La formule est sans doute un peu excessive, mais c’est une légitime question que l’on peut poser en constatant les évolutions législatives et réglementaires qui tendent depuis quelques années à assouplir le droit de la commande publique dans certains secteurs et/ou selon les circonstances.

Par nature, il existe déjà des secteurs ou des activités traités spécifiquement en regard des règles de la commande publique. C’est consubstantiel au droit de la commande publique qui ne saurait être uniforme, sous peine de se disqualifier.

L’on distingue bien les règles selon les pouvoirs adjudicateurs, les entités adjudicatrices (CCP, art. L.1210-1 à L.1212-4), mais aussi selon l’objet du marché public qu’il soit de travaux, de fournitures ou de services (CCP, art. L. 1111-2 à L. 1111-5), dont les définitions sont précisément ajustées pour justement assurer l’application par exemple de seuils de passation et de publicité particuliers. On différencie même les services, avec des services sociaux et autres services listés (1), bénéficiant, par rapport aux services non listés, de quelques largesses (publicité adaptée en fonction des caractéristiques du marché, notamment de son montant et de la nature des services en cause : CCP, art. R. 2131-14 et R. 2131-15).

Il est difficile de dresser une liste exhaustive des parti. cularités, tant elles sont nombreuses. Parmi elles, on peut citer par exemple, les travaux, fournitures ou services innovants de moins de 100 000 euros HT (CCP, art. R. 2122-9-1), les services juridiques (2) , la fourniture de livres non scolaires (CCP, art. R. 2122-9), etc. Certaines spécificités n’ont pas toujours un contour très évident à définir, ce qui incite d’ailleurs les acheteurs publics à la prudence malgré les efforts réalisés pour faciliter leur utilisation (3)

Et comment ne pas évoquer le cas des marchés publics de défense et de sécurité (MDS) ? Ils pourraient former pour les adeptes de la sectorisation, l’exemple parfait de réglementation spécifique avec un cadre juridique issu d’une directive européenne dédiée (4). La réglementation des MDS présente des spécificités au regard du régime de droit commun de la commande publique, compte tenu des exigences particulières liées au secteur industriel visé, notamment dans les domaines de la sécurité de l’approvisionnement et de la sécurité de l’information.

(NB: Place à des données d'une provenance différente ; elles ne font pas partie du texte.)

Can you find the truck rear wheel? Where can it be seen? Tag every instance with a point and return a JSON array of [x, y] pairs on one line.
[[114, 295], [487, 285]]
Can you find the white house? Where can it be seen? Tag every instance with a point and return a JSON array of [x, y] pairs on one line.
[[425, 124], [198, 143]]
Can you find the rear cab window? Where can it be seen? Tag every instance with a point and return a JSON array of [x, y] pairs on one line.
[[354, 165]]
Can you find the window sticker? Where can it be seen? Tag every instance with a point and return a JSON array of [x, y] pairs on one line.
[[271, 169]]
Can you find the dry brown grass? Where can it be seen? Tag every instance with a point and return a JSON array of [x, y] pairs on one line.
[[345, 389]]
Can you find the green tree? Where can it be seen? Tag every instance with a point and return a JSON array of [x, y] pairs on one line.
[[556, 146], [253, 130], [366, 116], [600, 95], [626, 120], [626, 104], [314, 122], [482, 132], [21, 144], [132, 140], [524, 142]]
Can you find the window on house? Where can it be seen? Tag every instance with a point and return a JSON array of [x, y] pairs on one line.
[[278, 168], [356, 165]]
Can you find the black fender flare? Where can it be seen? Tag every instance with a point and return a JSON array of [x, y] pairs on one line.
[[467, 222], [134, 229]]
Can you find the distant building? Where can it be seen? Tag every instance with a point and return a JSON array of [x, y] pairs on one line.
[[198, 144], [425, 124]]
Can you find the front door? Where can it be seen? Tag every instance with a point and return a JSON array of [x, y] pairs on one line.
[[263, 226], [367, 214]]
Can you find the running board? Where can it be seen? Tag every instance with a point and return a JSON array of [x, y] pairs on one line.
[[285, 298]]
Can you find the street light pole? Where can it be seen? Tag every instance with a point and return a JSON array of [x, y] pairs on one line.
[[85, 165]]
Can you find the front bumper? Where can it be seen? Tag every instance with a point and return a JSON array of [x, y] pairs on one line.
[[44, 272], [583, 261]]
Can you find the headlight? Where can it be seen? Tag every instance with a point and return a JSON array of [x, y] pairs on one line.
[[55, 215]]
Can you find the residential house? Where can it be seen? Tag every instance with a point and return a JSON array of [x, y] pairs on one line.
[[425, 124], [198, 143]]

Toutes ces nombreuses adaptations bien connues restent calibrées. L’interprétation des juges pour leur application étant de surcroît stricte (5). Dans le contexte actuel marqué par les événements imprévisibles (épidémie, guerre en Ukraine, etc.) et par la montée concomitante des intentions souverainistes, elles ne sont généralement pas perçues comme suffisantes. Il est vrai que, de façon un peu dogmatique, la déréglementation est regardée comme un moyen de réduire la charge bureaucratique, de simplifier et d’orienter les investissements publics.

De façon un peu dogmatique, la déréglementation est regardée comme un moyen de réduire la charge bureaucratique, de simplifier et d’orienter les investissements publics

Chacun a pu aussi observer la capacité des pouvoirs publics à promouvoir des dispositifs dérogatoires au moment de la crise du covid-19, avec l’ordonnance n° 2020-319 du 25 mars 2020 relative à diverses mesures d’adaptation des règles de passation, de procédure ou d’exécution des contrats soumis au code de la commande publique et des contrats publics qui n’en relèvent pas pendant la crise sanitaire née de l’épidémie de covid-19. Ces règles dérogatoires étaient applicables aux contrats publics en cours ou conclus entre le 12 mars 2020 et la fin de l’état d’urgence sanitaire. Elles prévoyaient notamment des possibilités de prolongation des marchés publics, de recours à tiers en cas de défaillance ou de déplafonnement des avances.

Cet essai a été transformé en inspirant dans la loi n°2020-1525 du 7 décembre 2020 d'accélération et de simplification de l'action publique (dite "ASAP"), l’intégration directe dans le code de la commande publique d’un dispositif pérenne de dérogations aux règles de passation et d’exécution des marchés publics, en cas de survenance de circonstances exceptionnelles. La loi "ASAP" a également étendu le périmètre des dérogations aux règles de publicité et de mise en concurrence ouvrant la possibilité de conclure des marchés publics tout simplement dispensés, si des conditions d’intérêt général (décidées par voie réglementaire) le justifient (CCP, art. L. 2122-1).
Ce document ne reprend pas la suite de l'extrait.